Dalam upaya menstabilkan nilai tukar rupiah, BI merevisi batas maksimal pembelian valuta asing melalui transaksi spot tanpa tujuan ekonomi yang jelas (underlying). Langkah ini diambil karena masih tingginya permintaan valas yang tidak terkait langsung dengan aktivitas ekonomi riil. Sebelumnya, batas tersebut ditetapkan sebesar US$25.000 atau setara per bulan untuk setiap nasabah.

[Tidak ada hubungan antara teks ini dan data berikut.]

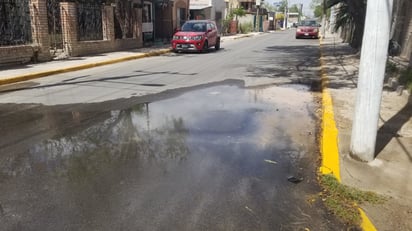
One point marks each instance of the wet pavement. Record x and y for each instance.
(215, 158)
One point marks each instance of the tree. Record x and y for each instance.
(350, 18)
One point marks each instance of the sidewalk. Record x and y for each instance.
(31, 71)
(390, 174)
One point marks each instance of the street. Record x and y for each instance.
(224, 140)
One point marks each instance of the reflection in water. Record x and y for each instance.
(116, 140)
(188, 163)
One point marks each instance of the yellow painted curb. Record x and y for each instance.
(26, 77)
(366, 223)
(329, 139)
(329, 136)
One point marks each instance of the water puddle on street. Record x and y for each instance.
(217, 158)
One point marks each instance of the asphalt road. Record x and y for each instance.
(218, 141)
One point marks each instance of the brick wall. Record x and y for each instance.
(39, 50)
(17, 54)
(73, 47)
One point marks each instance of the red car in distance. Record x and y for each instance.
(307, 29)
(196, 35)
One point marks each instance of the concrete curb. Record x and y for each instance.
(329, 141)
(20, 78)
(14, 79)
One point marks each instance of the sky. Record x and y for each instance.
(306, 5)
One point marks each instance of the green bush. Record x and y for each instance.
(246, 28)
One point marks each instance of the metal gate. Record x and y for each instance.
(89, 21)
(15, 25)
(54, 25)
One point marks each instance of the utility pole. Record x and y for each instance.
(285, 17)
(370, 81)
(324, 19)
(257, 15)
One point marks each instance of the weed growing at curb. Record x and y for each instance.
(343, 200)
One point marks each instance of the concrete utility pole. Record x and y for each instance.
(257, 15)
(371, 75)
(324, 19)
(285, 17)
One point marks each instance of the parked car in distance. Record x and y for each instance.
(308, 29)
(196, 35)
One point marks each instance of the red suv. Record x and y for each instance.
(196, 35)
(308, 29)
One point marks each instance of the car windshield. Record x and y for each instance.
(194, 26)
(308, 23)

“Karena itu, setiap transaksi pembelian valuta asing yang melebihi US$25.000 harus disertai dengan dokumen transaksi yang mendasari, seperti aktivitas perdagangan dan investasi. Selain itu, BI menetapkan bahwa jika nilai transaksi tersebut tidak merupakan kelipatan US$5.000, maka akan dibulatkan ke atas ke angka kelipatan terdekat,” jelas Tirta Segara, Direktur Eksekutif Departemen Komunikasi BI, dalam siaran pers pada hari Jumat, tanggal 28 Agustus 2015.
Tirta menegaskan bahwa pembatasan tidak akan diterapkan pada transaksi yang memiliki dasar jelas, seperti impor barang, pembayaran biaya pendidikan dan pengobatan di luar negeri, serta pelunasan utang luar negeri.
Tirta menjelaskan bahwa kebijakan BI dalam membatasi pembelian valuta asing untuk transaksi yang memiliki dasar (underlying) bertujuan menjaga kestabilan nilai tukar rupiah. Hal ini dilakukan karena masih tingginya permintaan valas yang tidak berhubungan langsung dengan aktivitas ekonomi riil, sehingga berisiko menimbulkan ketidakseimbangan antara permintaan dan penawaran di pasar serta mendorong praktik spekulatif.
Menanggapi hal tersebut, BI melakukan revisi kedua terhadap regulasi mengenai Transaksi Valuta Asing terhadap Rupiah antara bank dengan pihak domestik maupun asing. Menurut Tirta, perubahan ini mencakup penyesuaian batas minimal transaksi spot yang harus disertai dengan dokumen transaksi yang mendasarinya (underlying).
Sesuai dengan ketentuan sebelumnya, cakupan peraturan mengenai batas transaksi, menurut Direktur Eksekutif Departemen Komunikasi BI, tidak hanya mencakup transaksi antara nasabah dan bank, tetapi juga mencakup transaksi antar nasabah serta aktivitas Kegiatan Usaha Penukaran Valuta Asing (KUPVA) yang dilakukan oleh bank maupun lembaga non-bank.
Dengan adanya penyempurnaan aturan ini, BI berharap pasar valuta asing dalam negeri menjadi lebih stabil, sehingga kebutuhan nyata masyarakat terhadap mata uang asing dapat terpenuhi guna menunjang aktivitas ekonomi.